FRESNO — Independent scholar and critic Neery Melkonian will give a talk on “What Comes After Undoing Denial: Reflections on Contemporary Art and Exhibition Practices in the Armenian Diaspora ” at 7:30PM on Wednesday, November 18, in the University Business Center, Alice Peters Auditorium, Room 191, on the Fresno State campus.

The lecture is part of the Armenian Studies Program Fall 2015 Lecture Series, with the support of the Leon S. Peters Foundation.

Through several groundbreaking curatorial undertakings, 2015 marked a paradigm shift in the way contemporary Armenian Diaspora artistic practices are contextualized and exhibited globally (i.e. Venice and Istanbul Biennials).

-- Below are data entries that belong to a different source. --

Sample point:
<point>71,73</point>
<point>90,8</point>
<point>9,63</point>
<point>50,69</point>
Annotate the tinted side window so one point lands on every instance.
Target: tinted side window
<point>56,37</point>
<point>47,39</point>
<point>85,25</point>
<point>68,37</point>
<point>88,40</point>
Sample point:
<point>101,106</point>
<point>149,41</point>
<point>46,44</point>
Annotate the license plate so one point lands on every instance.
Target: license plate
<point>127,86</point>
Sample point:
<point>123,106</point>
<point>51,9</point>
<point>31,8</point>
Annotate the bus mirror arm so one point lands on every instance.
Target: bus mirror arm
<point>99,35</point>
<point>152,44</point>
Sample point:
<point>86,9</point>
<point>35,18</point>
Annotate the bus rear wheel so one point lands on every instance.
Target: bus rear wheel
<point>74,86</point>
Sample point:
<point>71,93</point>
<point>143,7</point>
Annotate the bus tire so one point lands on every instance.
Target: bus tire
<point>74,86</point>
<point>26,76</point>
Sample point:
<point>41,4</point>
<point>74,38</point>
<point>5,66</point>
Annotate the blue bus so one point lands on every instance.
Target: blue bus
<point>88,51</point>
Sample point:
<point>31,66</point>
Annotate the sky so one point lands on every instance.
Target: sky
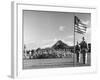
<point>43,29</point>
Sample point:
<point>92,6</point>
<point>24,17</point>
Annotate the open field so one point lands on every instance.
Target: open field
<point>53,63</point>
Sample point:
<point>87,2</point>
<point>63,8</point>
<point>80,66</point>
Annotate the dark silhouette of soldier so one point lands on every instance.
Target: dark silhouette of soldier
<point>77,51</point>
<point>83,47</point>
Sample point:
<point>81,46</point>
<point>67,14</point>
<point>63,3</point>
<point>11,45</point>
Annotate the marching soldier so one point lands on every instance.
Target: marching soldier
<point>83,47</point>
<point>77,51</point>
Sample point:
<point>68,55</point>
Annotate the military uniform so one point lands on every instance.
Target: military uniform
<point>77,50</point>
<point>83,47</point>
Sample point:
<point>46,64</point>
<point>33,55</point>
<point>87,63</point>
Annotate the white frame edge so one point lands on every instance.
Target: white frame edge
<point>16,68</point>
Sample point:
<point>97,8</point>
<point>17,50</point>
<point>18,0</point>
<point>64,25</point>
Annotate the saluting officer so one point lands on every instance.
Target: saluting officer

Following a brief overview of what came before (i.e. Blind Dates Project, Pratt Institute, NY) or through more conventional practices and institutional settings (i.e. Life 100, Brand Library, LA) this slide presentation focuses on the Armenian participation at international exhibitions that challenge prescribed/inherited perceptions of collective identities.

Melkonian examines how transnational art and exhibition making strategies serve as platforms for newly found subjectivities to undo denial and gain agency by re-inscribing, revaluing, renewing even disrupting, fixed cultural identifications. The talk also addresses the changing role of art patronage, research, publications, education, and social media as they bridge the gaps (i.e. between inside/outside, past/future, local/global, space/place), and anchor the need towards the production of a more connective (art and exhibition) histories.

Neery Melkonian is a New York based independent researcher, writer, curator and lecturer in modern and contemporary art. She is the director of Blind Dates – an ongoing curatorial project which involved thirteen newly commissioned research based artworks created by ‘match-made’ artistic couples whose collaborations deal with the lingering effects of the Ottoman rupture.

As an art advisor she has worked with artists, art history graduate students, collectors and patrons of art, as well as with non-profit cultural institutions. As founding director of NK Arts, a small non-profit dedicated to stimulating economic growth and social recovery – Livelihood Aesthetics – in the disputed and war torn post Soviet enclave of Nagorno Karabagh, Melkonian produced a music, film and dance festivals as well as reactivated artisan cottage industries (2001-2006).

The lecture is free and open to the public. Free parking is available, with parking code 273622, in Fresno State Lots P5 and P6, near the University Business Center.